Re: Several bugs in latest kernel
From: Mel Gorman
Date: Wed Jan 11 2012 - 14:08:33 EST
On Wed, Jan 11, 2012 at 11:37:56PM +0530, Srivatsa S. Bhat wrote:
> Hi,
> I was running the latest kernel and not doing anything in particular.
> Eventually the machine locked up hard and due to my config setting
> (panic on hard-lockup), I got a kernel panic.
>
> Looks like there are several issues involved.
>
Not sure why you are sending this directly to me but anyway;
When you say "not doing anything in particular", what do you mean? Does
this happen early in boot or just when running even light loads?
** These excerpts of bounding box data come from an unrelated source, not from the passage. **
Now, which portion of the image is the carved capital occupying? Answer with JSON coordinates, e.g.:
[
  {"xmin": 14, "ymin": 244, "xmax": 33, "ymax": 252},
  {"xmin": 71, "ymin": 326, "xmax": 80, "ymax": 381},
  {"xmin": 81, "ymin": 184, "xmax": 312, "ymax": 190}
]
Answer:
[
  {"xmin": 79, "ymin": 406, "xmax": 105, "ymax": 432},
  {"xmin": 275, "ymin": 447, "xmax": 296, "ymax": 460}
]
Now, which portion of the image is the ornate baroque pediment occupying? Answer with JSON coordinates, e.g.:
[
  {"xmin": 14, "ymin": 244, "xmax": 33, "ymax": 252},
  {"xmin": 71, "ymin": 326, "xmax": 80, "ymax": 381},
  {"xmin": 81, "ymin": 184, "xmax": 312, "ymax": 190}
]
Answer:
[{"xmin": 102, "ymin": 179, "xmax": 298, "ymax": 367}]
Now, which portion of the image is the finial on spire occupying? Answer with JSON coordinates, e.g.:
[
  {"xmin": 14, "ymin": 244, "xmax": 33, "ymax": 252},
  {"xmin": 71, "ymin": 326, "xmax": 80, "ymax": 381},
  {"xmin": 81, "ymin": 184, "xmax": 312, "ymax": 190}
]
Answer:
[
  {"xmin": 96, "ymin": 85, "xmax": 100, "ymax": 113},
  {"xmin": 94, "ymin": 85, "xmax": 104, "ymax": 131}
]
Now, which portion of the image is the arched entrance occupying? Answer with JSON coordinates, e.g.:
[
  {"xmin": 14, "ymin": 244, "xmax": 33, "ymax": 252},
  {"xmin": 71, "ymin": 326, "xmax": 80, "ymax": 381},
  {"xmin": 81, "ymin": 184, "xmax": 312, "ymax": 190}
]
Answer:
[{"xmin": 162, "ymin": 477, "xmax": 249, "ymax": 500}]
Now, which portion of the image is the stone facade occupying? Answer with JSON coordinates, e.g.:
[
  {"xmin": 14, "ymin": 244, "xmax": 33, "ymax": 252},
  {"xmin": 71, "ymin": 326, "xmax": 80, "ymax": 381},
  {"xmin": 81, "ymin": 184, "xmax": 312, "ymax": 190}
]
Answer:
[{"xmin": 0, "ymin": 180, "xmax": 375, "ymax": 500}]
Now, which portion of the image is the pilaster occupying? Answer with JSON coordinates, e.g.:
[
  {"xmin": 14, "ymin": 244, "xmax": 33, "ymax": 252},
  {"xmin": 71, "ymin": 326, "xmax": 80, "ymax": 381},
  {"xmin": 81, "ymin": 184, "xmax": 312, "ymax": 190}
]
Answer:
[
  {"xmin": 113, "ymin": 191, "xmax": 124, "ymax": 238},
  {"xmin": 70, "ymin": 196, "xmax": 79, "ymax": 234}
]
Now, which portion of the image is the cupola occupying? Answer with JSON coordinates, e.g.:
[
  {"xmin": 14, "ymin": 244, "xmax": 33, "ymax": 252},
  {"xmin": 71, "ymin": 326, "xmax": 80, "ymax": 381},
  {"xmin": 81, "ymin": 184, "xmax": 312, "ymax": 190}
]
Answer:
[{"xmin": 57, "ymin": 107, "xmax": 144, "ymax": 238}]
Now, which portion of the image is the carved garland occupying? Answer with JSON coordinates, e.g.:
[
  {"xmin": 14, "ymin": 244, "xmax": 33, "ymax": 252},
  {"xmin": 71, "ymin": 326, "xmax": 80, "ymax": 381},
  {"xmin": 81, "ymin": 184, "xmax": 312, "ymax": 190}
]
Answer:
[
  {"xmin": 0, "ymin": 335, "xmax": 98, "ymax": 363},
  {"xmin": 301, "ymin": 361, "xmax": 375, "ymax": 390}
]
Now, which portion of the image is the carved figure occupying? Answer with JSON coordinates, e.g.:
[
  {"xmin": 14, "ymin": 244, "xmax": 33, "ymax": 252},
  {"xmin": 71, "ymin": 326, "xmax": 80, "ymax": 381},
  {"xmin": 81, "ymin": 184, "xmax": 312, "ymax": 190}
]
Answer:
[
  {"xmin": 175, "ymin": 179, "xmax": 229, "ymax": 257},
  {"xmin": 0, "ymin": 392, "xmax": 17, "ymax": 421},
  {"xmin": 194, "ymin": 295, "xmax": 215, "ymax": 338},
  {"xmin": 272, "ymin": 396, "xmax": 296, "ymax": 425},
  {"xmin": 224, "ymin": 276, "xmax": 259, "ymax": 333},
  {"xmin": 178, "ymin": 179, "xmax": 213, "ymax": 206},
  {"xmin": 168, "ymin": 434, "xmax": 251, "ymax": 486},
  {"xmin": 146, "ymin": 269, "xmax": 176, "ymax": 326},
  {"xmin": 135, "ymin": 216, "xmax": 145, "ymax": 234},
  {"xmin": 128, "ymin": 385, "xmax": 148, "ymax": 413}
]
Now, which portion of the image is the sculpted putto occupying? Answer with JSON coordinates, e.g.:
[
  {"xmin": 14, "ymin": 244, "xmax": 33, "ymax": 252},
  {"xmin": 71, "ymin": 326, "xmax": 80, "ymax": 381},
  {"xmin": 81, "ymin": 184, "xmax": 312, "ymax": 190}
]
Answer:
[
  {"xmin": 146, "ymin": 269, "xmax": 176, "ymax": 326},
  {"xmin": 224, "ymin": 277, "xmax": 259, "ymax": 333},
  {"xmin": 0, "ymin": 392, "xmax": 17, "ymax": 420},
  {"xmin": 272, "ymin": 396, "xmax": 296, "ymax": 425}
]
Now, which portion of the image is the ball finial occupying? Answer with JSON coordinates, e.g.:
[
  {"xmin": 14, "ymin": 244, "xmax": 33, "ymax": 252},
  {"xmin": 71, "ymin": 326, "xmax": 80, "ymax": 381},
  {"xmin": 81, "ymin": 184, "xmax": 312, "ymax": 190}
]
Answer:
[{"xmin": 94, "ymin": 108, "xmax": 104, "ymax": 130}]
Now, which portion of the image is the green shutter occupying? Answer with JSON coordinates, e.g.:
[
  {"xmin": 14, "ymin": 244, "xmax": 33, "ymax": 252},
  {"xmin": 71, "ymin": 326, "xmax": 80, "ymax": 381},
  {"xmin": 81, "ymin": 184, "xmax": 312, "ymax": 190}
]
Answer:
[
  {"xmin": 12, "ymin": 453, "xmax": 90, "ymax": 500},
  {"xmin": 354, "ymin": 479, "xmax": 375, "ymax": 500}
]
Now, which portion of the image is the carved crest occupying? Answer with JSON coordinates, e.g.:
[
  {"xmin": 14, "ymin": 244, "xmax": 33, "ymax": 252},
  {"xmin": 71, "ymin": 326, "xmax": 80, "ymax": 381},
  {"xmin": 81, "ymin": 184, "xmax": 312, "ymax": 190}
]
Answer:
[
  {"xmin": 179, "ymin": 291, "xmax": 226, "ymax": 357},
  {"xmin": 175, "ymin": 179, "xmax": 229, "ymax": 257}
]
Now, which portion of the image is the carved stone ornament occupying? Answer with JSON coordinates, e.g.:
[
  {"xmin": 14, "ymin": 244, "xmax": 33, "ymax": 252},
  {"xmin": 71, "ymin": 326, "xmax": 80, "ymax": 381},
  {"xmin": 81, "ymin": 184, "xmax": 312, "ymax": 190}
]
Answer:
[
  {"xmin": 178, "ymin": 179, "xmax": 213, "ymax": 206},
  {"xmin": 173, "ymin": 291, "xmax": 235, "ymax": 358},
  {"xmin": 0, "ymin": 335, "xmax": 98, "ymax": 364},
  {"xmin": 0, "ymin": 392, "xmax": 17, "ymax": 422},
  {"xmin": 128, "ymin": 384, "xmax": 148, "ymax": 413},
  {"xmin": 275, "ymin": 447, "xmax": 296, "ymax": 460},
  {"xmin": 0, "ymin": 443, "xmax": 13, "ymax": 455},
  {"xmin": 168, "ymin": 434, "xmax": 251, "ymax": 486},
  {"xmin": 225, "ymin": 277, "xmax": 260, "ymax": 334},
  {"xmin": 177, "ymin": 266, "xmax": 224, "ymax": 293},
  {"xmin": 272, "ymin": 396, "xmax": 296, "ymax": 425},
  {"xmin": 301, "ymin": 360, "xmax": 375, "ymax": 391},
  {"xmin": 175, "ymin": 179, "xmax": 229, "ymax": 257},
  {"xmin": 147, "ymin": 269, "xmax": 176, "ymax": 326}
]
By latest kernel, your log says 3.2.0-0.0.0.28.36b5ec9-default. The
3.2.0 is clear enough. What is 0.0.0.28.36b5ec9? It does not look like a
mainline git commit so have you applied some other patches or tree on
top?
If there are other patches applied, can you try vanilla 3.2? If that
fails, did 3.1 work? If yes, can you you bisect it? If you do not have
time for a full bisect, it might help to begin the bisect near commit
[02125a8: fix apparmor dereferencing potentially freed dentry, sanitize
__d_path() API]. Alternatively testing with apparmor=0 might be useful.
The first bug triggered in mm/slab.c and everything after that looks
like fallout from the first BUG_ON so that is worth figuring out first.
> Here is the log:
>
> [ 7314.423828] ------------[ cut here ]------------
> [ 7314.427769] kernel BUG at mm/slab.c:3111!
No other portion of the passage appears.